Colorectal Screening, Genetic Testing: Earlier Is Better for People at Risk
Colorectal cancer is diagnosed after cancerous cells, often beginning as precancerous polyps, are found in the large intestine, or colon. These polyps can be tiny and cause no symptoms, so regular screening is suggested to remove polyps before they become cancerous.
Certain people may be at a greater risk for developing colorectal cancer, including those:
- Older than 50
- With a family history of colorectal cancer or polyps
- Who have genetic conditions that might make them more prone to having colon cancer
- Who have had other types of cancer
- Who have had ulcerative colitis or Crohn's disease
Cancer Now More Common in Young People
Aging increases a person's risk for developing cancer, but it is being diagnosed in people of all ages. In fact, cancers of the colon and rectum have been declining in older adults in recent decades and rising sharply in adults as young as 20.

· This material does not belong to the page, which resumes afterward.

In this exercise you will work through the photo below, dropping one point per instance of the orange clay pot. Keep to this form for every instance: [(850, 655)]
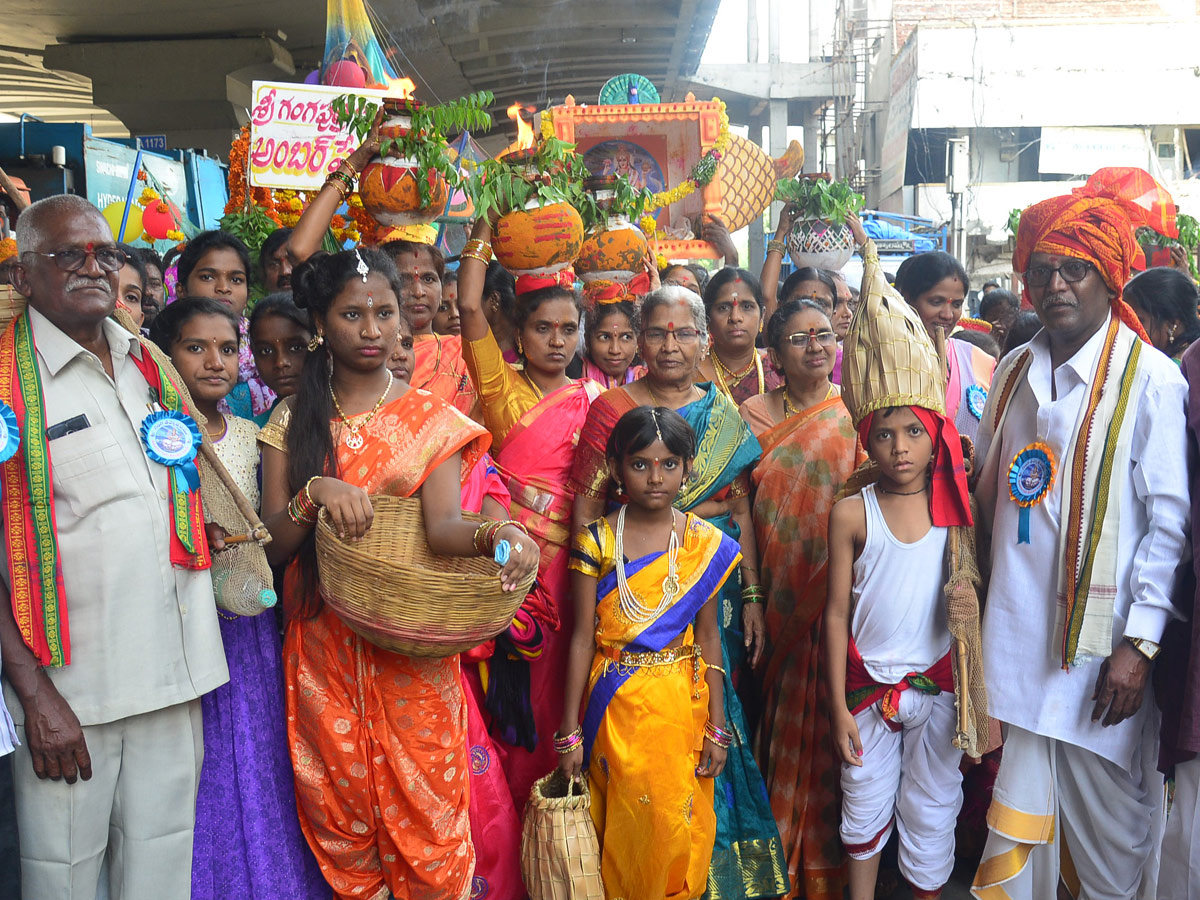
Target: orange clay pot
[(538, 240), (613, 252), (390, 195)]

Experts say people born in 1990 have double the risk of colon cancer and quadruple the risk of rectal cancer at, say, age 40, compared to someone born in 1950 at age 40. The American Cancer Society estimates about 13,500 new cases of colon and rectal cancers will be diagnosed in Americans under 50 this year.
Because doctors don't often consider this diagnosis in young adults, these patients may not get treatment until the disease has progressed.

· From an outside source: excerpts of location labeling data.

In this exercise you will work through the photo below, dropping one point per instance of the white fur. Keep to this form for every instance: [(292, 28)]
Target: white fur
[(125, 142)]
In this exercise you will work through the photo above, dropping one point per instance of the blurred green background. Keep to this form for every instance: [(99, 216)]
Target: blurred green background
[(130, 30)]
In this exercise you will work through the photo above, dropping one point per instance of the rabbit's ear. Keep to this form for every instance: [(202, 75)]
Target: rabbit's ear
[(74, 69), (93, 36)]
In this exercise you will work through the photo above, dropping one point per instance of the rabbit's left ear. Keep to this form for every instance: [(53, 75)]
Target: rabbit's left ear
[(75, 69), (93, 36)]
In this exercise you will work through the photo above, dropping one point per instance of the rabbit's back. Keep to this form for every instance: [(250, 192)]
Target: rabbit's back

Several reasons have been offered for this increase in colorectal cancers in younger adults, including rising obesity and poor diets. But a major factor appears to be genetics - a family history of cancer.
Higher Risks in Families with Cancer History
As many as one in five people who develop colorectal cancer have other family members who have had it.
"Risk is higher with a cancer family history, especially if the a relative was diagnosed with cancer when younger than 45 or if more than one relative was affected," said Morgan Dally, MS, CGC, LGC, Cancer Genetic Counselor at the Franciscan Health Cancer Center. "Precancerous polyps in a family member also is linked to higher risk."
Dangers of an Inherited Syndrome
The American Cancer Society reports that about 5 to 10 percent of cancers are hereditary, caused by underlying gene changes (mutations) that can cause family cancer syndromes. The most common inherited syndromes linked with colorectal cancers are familial adenomatous polyposis (or FAP) and Lynch syndrome, but other rarer syndromes also can increase colorectal cancer risk, according to Dally.
"Identifying families with these hereditary risks is important since colorectal cancer may develop early in these people and also may contribute to other types of cancer,” Dally said. “Early identification means doctors can recommend screening and other preventive measures before the cancer progresses."
Dally recommends that if you have a family history of polyps, colorectal cancer or an inherited syndrome, talk with your doctor about when you should begin screening. Also, if you personally have had polyps or colorectal cancer, please tell your close relatives so they can follow-up with their physicians.
You might also consider genetic testing to assess your cancer risk.